Thursday, March 3, 2011
I write this from Washington, D.C. where I am drowning in a sea of acronyms. Twenty-four pages worth, to be exact.
I am one of Ohio’s three APLU (Association of Public and Land-Grant Universities) CARET (Council for Agricultural Research, Extension and Teaching) delegates here for an annual meeting.
In our conference packet was a sheaf of 24 pages that lists the alphabet soup of acronyms that makes up our little world.
I thought I knew them all: USDA, ARS, NRCS, FSA, WIC, GAO, NSF, EPA. But, no, we’re just getting started.
Break down any agency, any institution and you’ll find they can’t exist without stringing three or four or five or six letters together to make an acronym.
But behind the acronyms clouding my vision on this trip is a very real mission: advancing the agricultural research, teaching and Extension outreach that has propelled significant strides in U.S. economic, social and agricultural development.
Teaching, research and outreach are the core of the land-grant university system, which has at least one institution in every U.S. state and territory. Obviously, other universities do research and, obviously, other universities do teaching, but nowhere is the outreach — the transfer of knowledge to the nonuniversity public — part of a mandate, as it is in the land-grant system.
The Purdues, the A&Ms, the Pennsylvania, Ohio and Michigan states of the world play a unique role. There is a camp, however, that says that unique role is a dinosaur, that the Extension outreach arm has lost its relevance or that ag research information is more timely from the private sector.
But nowhere else is the investment being made that addresses the various public and agricultural needs. I can guarantee you, for example, that no entity other than a land-grant university would be providing the breadth and depth of information about Marcellus Shale gas exploration and related economic, environmental and health impacts like Penn State has.
No one would be providing unbiased production research on such specialty crops as grapes or green peppers.
The returns on investments in public research and Extension are huge — research returns of between 40 and 60 percent, and Extension returns ranging between 23 and 35 percent.

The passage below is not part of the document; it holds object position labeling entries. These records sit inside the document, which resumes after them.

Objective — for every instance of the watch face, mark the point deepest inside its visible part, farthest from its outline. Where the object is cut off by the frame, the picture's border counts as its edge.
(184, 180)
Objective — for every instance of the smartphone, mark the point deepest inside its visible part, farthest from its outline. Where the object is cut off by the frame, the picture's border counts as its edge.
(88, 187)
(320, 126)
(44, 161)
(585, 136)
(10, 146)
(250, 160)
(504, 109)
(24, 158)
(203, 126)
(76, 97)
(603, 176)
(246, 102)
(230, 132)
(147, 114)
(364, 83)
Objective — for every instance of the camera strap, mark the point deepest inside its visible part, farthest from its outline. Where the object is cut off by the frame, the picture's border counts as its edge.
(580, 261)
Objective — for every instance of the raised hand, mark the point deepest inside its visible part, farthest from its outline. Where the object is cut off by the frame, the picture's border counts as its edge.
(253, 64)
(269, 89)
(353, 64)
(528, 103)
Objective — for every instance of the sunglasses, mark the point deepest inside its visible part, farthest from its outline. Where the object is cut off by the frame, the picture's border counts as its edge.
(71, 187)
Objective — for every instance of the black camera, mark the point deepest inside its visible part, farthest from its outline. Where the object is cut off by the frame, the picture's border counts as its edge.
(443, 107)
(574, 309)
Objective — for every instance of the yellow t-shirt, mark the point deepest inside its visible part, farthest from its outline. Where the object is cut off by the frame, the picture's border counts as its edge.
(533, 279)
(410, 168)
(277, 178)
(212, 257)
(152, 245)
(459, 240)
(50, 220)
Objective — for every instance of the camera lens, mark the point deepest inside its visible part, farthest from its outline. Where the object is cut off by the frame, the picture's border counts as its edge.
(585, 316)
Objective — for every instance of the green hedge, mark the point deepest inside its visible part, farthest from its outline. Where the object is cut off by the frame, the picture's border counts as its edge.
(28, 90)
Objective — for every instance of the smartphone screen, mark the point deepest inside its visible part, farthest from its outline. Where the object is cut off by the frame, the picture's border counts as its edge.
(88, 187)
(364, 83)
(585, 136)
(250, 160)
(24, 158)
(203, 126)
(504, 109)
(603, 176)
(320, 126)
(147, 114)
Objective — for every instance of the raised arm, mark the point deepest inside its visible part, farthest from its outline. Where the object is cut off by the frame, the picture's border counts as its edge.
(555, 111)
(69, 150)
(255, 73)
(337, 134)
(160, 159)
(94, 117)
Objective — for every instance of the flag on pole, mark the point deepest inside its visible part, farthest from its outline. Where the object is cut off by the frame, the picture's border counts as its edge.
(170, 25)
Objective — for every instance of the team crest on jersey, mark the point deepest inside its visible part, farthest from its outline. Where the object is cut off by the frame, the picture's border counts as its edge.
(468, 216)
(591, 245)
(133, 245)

And in Ohio alone, the Ohio Agricultural Research and Development Center generates more than $1 billion in annual economic impact and cost savings to the state and nation.
And land-grant research is constantly challenged to discover new economic paths — value-added agriculture, renewable energy, biobased products — illustrating the land-grant vision of “knowledge that works.”
I would argue that in today’s global, economic climate, the mission of education, research and outreach is critical to job creation, economic development, food security, food production and food safety.
The land-grant system is critical to human health and nutrition, water quality, natural resource conservation.
We are in an atmosphere of questioning spending, taxes and finding ways for all levels of government to live within its means. Cutting investments in agricultural R&D, innovation and education is like eating your seed corn — and next year you’ll go hungry.